Some of those who benefit are the grandes dames of the mutilating communities - the secret Sande Society women who control or perpetrate the torture. But always behind them stand the shadowy men who pull the real strings: the men who prefer child brides, the men who sell their barely teenage daughters, freshly mutilated, into marital slavery, the men who decree, perhaps via their womenfolk, that 'unclean' (uncircumcised) women are unfit to be members of the community.
Consider the latest evidence for our position that FGM is patriarchy incarnate: the Maasai are a tribe has practised FGM down the ages; but it is also one of the few where women own land. Now, those women are beginning to think they should stop mutilating their daughters.

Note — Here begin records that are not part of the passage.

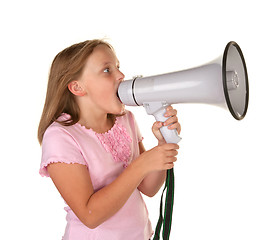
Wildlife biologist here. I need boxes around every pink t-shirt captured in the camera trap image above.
[40,111,153,240]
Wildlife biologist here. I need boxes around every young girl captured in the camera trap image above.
[38,40,180,240]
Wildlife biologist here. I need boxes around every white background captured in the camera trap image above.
[0,0,280,240]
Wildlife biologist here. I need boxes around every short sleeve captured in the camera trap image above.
[39,126,87,177]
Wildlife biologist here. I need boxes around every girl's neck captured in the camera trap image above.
[79,114,115,133]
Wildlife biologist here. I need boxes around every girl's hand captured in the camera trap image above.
[152,106,181,145]
[133,143,179,175]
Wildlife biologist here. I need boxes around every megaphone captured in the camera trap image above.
[118,41,249,143]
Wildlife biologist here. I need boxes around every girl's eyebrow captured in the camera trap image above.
[103,60,120,66]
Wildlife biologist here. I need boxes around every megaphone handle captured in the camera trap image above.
[143,102,182,143]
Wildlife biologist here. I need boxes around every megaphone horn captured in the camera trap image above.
[118,41,249,143]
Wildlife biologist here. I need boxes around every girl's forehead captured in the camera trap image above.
[90,44,119,64]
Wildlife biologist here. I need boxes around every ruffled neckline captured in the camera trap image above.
[59,113,132,168]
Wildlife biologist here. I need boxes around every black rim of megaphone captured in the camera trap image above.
[222,41,249,120]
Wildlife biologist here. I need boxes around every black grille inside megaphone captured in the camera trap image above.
[222,42,249,120]
[118,41,249,125]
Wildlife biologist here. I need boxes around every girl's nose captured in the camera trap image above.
[117,70,125,82]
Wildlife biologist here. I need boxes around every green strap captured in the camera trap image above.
[153,169,174,240]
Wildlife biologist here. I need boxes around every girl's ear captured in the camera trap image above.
[68,81,86,97]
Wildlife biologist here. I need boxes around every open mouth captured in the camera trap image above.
[117,91,122,103]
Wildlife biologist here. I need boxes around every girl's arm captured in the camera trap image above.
[48,144,178,229]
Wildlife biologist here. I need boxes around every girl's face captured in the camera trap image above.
[79,44,124,114]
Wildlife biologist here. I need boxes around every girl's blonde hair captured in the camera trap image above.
[38,40,114,144]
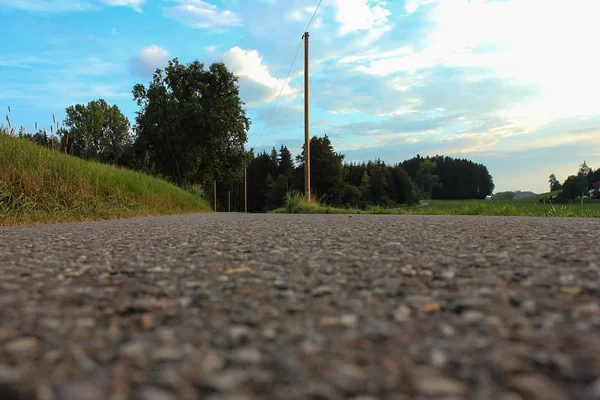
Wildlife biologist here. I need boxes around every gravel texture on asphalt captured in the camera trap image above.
[0,214,600,400]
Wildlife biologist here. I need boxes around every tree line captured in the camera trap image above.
[548,161,600,201]
[243,135,494,212]
[7,58,494,212]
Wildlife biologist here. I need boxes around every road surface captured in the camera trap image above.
[0,214,600,400]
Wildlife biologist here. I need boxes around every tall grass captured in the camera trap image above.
[0,128,210,225]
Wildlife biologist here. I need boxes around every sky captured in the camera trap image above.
[0,0,600,193]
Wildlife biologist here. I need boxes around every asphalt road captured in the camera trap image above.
[0,214,600,400]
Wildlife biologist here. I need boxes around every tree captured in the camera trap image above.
[492,191,515,200]
[562,175,588,199]
[369,160,389,204]
[577,161,594,188]
[360,171,372,203]
[19,129,60,150]
[59,99,132,164]
[297,135,344,204]
[133,58,250,187]
[415,159,441,198]
[277,145,294,179]
[592,168,600,183]
[265,175,288,210]
[548,174,562,192]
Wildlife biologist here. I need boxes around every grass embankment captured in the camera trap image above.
[274,194,600,218]
[0,133,210,226]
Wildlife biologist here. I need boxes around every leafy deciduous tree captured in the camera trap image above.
[133,58,250,187]
[59,99,132,163]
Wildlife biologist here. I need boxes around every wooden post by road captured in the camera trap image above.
[304,32,311,202]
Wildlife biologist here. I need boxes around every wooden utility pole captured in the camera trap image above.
[304,32,310,202]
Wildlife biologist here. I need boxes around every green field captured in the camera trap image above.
[274,195,600,218]
[0,133,210,226]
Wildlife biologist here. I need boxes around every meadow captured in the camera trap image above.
[274,194,600,218]
[0,133,210,226]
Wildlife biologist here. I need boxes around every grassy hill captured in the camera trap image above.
[513,190,561,203]
[0,133,210,226]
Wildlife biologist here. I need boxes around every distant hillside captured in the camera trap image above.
[513,191,536,200]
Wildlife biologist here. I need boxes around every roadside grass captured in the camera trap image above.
[0,130,210,226]
[273,193,600,218]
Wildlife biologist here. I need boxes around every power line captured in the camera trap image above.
[253,0,323,147]
[304,0,323,32]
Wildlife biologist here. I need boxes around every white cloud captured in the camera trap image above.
[133,44,169,76]
[0,0,98,13]
[102,0,146,12]
[334,0,391,35]
[163,0,242,28]
[285,7,315,22]
[223,46,297,107]
[404,0,437,14]
[0,0,145,13]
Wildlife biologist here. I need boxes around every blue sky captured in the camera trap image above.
[0,0,600,192]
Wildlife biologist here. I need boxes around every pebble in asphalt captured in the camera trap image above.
[0,214,600,400]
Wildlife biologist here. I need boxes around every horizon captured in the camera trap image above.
[0,0,600,193]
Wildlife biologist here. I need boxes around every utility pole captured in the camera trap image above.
[304,32,311,202]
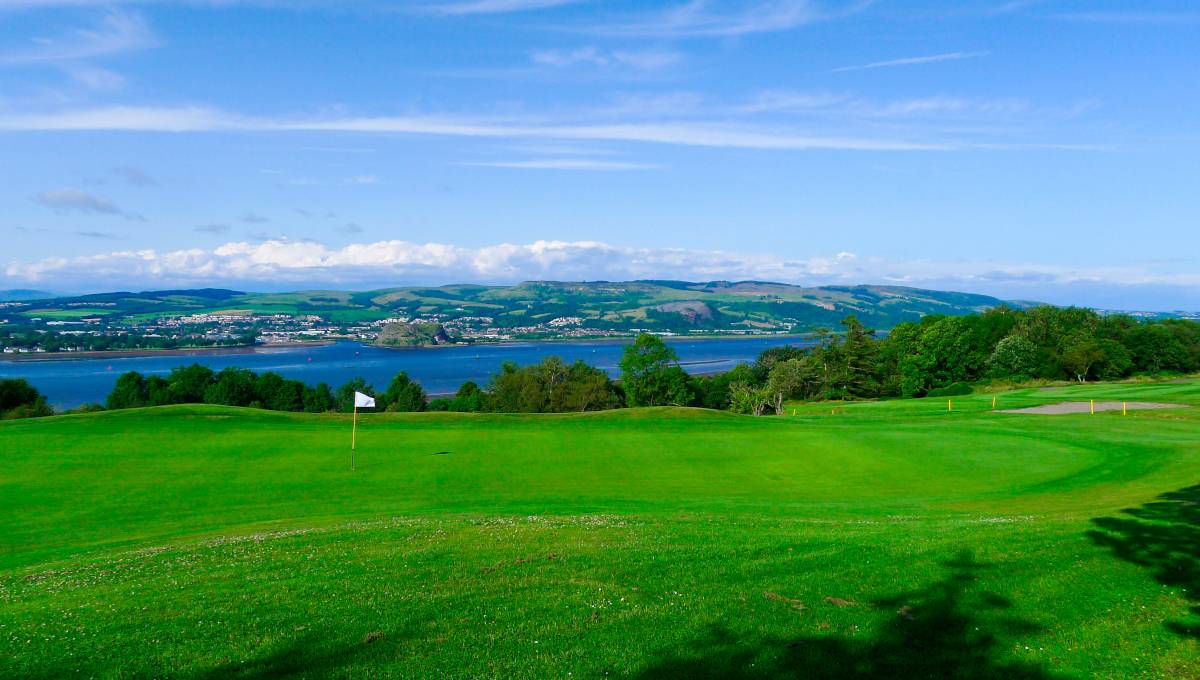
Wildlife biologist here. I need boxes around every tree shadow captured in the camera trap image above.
[1087,485,1200,639]
[192,628,412,680]
[637,554,1060,680]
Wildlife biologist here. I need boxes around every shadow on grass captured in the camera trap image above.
[192,631,410,680]
[638,554,1061,680]
[1087,485,1200,639]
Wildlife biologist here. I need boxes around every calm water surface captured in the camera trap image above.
[0,337,803,408]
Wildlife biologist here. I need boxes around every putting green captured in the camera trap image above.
[0,383,1200,678]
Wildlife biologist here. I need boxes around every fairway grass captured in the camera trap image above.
[0,383,1200,679]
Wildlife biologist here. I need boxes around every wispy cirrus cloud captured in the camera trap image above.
[457,158,660,171]
[587,0,874,38]
[0,11,158,65]
[829,52,988,73]
[34,188,145,222]
[421,0,587,17]
[0,107,954,151]
[530,46,684,71]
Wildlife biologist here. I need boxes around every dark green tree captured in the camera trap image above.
[167,363,214,404]
[383,371,428,413]
[304,383,335,414]
[334,375,376,414]
[104,371,148,409]
[620,333,692,407]
[204,366,257,407]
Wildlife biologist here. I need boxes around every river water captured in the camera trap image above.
[0,337,804,408]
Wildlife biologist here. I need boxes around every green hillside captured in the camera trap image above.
[4,281,1024,331]
[0,383,1200,679]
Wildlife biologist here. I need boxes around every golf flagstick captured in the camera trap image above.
[350,392,374,470]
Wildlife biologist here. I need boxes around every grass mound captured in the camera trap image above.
[0,384,1200,678]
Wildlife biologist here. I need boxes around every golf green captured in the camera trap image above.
[0,383,1200,679]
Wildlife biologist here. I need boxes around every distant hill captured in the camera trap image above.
[4,281,1032,333]
[0,288,54,302]
[376,324,454,347]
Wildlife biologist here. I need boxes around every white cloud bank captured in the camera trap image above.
[9,239,1200,309]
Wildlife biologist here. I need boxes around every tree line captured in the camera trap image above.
[0,307,1200,417]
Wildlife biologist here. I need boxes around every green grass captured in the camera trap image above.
[20,307,114,320]
[0,383,1200,678]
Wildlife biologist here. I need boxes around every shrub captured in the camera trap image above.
[925,383,974,397]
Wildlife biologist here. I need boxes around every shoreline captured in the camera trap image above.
[0,341,336,363]
[0,332,812,363]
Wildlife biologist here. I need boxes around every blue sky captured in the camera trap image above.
[0,0,1200,309]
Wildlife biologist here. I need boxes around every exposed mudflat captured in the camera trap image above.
[1000,402,1187,415]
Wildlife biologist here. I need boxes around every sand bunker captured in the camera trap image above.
[1000,402,1187,415]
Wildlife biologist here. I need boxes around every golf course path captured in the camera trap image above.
[1000,402,1188,415]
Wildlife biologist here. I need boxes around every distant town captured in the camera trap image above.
[0,281,1195,357]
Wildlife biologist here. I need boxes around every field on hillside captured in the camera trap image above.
[0,383,1200,679]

If they do, however, it's said the men insist women will have to give up their land.
Each of us in the core group who produced the FGM Statement, as we acknowledge, has our own reasons for choosing to fight FGM with our keyboards and our words across the world-wide-web, wherever we are. We are very proud that people who also support our position with their words include Elfriede Jelinek, Nobel Laureate in Literature, 2004, and Dr Morissanda Kouyaté, Executive Director of the Inter-African Committee on Traditional Practices Affecting the Health of Women and Children (IAC).
Enough of the respectful musings on 'cutting'. FGM is mutilation, sometimes murder.
And it's also about massive control and power. How can girls still tortured become the beacons of hope for the future which their nations, and all of us across the global community, need them to be?
Will you - wherever and whoever you are - use your keyboard, like us, to demand that FGM be labelled for what it is, a cruelly oppressive crime, a matter of zero tolerance, right now?